27. Electronic Execution (ESIGN/UETA) 

Execution of this Agreement  electronically through M3’s designated e-signature or submission process constitutes a binding electronic record under the U.S. Electronic Signatures in Global and National Commerce Act (15 U.S.C. § 7001 et seq.), the Uniform Electronic Transactions Act, and any substantially equivalent law governing electronic records and signatures in any applicable jurisdiction. Electronic records, metadata, and audit logs collected and maintained by M3 constitute prima facie evidence of assent and execution by the Recipient. By clicking “I Agree,” e-signing, continuing access, or otherwise indicating assent, Recipient accepts and agrees to be bound by this Agreement, including its retroactive application as described in §4.

28. Bid Materials; Limited Reciprocal Confidentiality

(a) Scope. The Parties acknowledge that Recipient may disclose certain non-public proposal or bid information to M3 in connection with the Purpose.
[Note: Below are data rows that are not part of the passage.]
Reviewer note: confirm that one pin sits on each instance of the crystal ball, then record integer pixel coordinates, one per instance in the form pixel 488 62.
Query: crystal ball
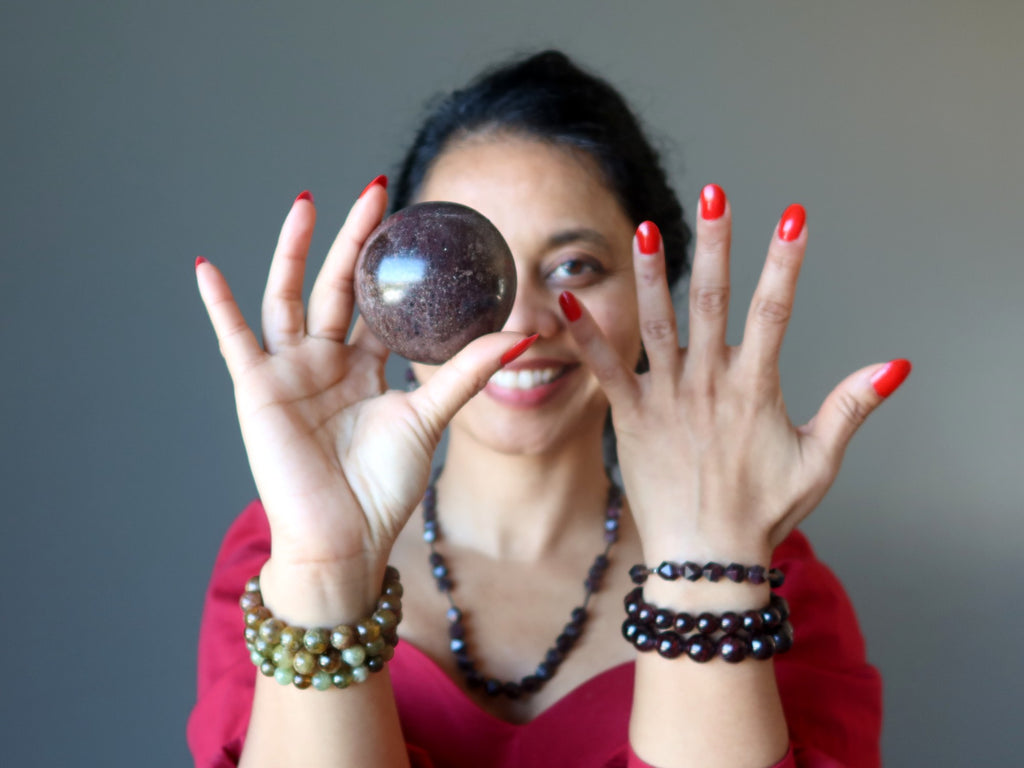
pixel 432 278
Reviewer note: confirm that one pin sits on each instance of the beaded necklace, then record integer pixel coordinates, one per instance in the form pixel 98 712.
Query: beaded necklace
pixel 563 643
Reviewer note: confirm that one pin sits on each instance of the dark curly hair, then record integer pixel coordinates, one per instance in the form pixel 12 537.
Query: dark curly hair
pixel 547 96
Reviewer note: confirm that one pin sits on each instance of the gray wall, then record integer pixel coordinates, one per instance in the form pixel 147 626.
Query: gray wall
pixel 137 135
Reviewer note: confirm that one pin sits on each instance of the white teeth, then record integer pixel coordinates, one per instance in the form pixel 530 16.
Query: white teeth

M3 will treat Recipient’s non-public proposal, pricing, and technical information (“Bid Materials”) submitted in connection with the Purpose as confidential to the same extent it treats its own information of similar sensitivity.
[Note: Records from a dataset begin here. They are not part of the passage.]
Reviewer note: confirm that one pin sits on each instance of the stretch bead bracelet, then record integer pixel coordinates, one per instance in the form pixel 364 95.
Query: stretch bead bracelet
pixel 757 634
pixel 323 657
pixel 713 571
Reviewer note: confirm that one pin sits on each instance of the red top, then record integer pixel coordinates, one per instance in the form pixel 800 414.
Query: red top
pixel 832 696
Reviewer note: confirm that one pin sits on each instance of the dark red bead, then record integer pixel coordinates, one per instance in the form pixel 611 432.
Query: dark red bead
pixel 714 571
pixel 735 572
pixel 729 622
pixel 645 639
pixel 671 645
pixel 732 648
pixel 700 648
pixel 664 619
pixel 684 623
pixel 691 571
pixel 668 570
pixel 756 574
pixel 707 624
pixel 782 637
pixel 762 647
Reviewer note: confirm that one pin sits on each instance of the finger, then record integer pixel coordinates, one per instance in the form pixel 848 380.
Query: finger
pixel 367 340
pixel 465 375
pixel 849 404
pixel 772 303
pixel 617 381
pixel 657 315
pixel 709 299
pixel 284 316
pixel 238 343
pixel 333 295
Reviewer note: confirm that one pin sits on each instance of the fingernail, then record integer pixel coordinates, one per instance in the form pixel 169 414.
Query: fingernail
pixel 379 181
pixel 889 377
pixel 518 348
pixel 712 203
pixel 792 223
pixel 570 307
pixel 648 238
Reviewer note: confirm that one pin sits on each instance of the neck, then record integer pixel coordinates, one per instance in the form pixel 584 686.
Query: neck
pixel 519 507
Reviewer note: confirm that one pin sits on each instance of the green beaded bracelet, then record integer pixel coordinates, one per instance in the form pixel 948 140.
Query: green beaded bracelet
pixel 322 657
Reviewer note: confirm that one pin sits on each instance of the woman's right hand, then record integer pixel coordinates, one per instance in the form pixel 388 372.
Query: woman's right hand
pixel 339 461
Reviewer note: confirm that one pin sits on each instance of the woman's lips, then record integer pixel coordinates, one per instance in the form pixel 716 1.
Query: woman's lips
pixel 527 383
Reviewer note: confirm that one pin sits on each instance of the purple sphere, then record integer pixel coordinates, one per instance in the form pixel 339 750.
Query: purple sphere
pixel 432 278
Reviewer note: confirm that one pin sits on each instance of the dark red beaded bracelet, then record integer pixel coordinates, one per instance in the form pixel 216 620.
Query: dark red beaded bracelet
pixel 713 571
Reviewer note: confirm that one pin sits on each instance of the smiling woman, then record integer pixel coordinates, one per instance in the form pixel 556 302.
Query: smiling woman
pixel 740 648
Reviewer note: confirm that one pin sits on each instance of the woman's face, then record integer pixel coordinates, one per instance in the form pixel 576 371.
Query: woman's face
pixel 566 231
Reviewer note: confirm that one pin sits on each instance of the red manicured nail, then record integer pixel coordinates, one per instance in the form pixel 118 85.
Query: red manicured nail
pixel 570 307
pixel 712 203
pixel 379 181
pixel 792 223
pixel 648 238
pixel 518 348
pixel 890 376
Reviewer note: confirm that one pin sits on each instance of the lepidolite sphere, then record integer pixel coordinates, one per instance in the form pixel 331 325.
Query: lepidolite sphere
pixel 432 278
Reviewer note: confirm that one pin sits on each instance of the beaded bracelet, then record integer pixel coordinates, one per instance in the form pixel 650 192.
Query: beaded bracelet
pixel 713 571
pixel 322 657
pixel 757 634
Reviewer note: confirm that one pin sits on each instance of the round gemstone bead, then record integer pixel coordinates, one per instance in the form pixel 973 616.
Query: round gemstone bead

(b) Permitted Use/Disclosure. M3 may use and disclose such Bid Materials (i) solely for purposes of evaluating proposals, conducting procurement, or developing, negotiating, or performing any related engagement; and (ii) on a need-to-know basis to its affiliates, employees, professional advisors, auditors, consultants, investors, and prospective partners or vendors under comparable confidentiality obligations.

(c) Carve-Outs. Nothing in this Section restricts M3’s use of information (i) independently developed by M3 or its partners, (ii) derived from multiple vendor submissions on an aggregated or anonymized basis, or (iii) that is or becomes publicly available through no act or omission of M3.

(d) Duration; Successors. M3’s obligations under this Section terminate upon award, withdrawal, or rejection of Recipient’s proposal. M3’s obligations under this Section extend to M3’s permitted successors and assigns for as long as they continue activities related to the Purpose.